There is no point in pretending that Kit Downes is a name I had heard of prior to the Mercury nominations and indeed there is always concern that the judges in there attempt to prove how cosmpolitan they are or not to be seen to neglect a specific musical genre decide that this is little more than 2010s "token or obligatory jazz album". That would be a shame of momentous proportions since this is really an album that everyone should seek out with it fizzling jazz piano, fine compositions and sparkling accompaniment. It heralds the arrival on the scene of an immense new talent, since Downes may only be 23 but he has absorbed and learned from those great masters Keith Jarrett and Brad Mehldau and put this to great effect.

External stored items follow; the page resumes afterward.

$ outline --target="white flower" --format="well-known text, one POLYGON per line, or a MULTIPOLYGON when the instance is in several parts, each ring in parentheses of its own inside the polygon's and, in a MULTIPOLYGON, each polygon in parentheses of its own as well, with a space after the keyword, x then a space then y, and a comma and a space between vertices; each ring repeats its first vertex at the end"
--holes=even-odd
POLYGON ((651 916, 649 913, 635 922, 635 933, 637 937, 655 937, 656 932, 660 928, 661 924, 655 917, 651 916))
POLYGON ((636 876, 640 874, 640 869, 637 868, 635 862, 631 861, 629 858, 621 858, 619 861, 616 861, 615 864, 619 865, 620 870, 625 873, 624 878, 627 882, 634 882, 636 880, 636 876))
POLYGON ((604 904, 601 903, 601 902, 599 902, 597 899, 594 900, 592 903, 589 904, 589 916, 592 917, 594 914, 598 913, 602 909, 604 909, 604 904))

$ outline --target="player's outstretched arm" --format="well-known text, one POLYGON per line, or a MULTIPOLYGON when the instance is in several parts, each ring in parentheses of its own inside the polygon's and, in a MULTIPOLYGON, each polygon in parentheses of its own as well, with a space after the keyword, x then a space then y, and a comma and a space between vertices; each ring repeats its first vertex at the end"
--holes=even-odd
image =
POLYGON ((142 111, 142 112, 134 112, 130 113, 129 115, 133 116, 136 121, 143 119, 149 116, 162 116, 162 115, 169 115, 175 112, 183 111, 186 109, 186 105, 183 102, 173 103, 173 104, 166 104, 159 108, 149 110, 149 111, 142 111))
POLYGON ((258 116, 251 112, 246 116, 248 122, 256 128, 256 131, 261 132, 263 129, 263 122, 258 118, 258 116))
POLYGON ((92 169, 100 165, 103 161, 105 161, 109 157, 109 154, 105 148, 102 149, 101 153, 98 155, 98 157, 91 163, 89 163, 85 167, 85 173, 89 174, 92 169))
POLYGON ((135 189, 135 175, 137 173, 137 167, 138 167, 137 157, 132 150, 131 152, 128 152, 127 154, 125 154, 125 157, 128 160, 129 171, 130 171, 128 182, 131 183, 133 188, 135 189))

The other members of Downes's band of jazz fellow travellers are his chums from the Royal Academy of Music students Calum Gourlay on bass and James Maddren on drums and a fine trio they make. Modesty almost permits me from stating quite how smitten I am with the title track of this album and the wonderful tour de force that is "Dance took place" the albums centre point, but I shall do my best. "Golden" has that lovely feel that the the god like genius Bill Evans brought to ivory tinkling, it has a light touch and its other-worldly, impressionistic brush strokes of sound. Gourlay's bass solo halfway through is a model of restraint, while the incessant beat of Maddren propels the piece forward. Truly great stuff. The fastest composition on here is "Dance took place" which probably owes as many debts to Debussy or Bartok as it does Jarrett with its opening tumbling solo piano which then consolidates into a bass and piano duel full of slippery lines and a gloriously convoluted piano excursion onto the down slopes. Sir David Attenborough is a man of great inspiration but it appears that the opener of this album 'Jump Minzi Jump' actually owes more to a cat featured in one of his programmes; without doubt it is as lively as the little rascal standing on a hot tin roof. The longest piece on here is "Homely" which is probably more classical than the other songs although it shifts into a slow blues motif and is none the worse for it.
Overall "Golden" shows that in Kit Downes we have a jazz pianist attune to fresh angles and with prodigious ability. If he can produce a jazz album of such fine quality at 23 then we should quake in fear at what he might achieve in the future. This is no "token" jazz album for the Mercury judges to set to one side but a work of astonishing maturity.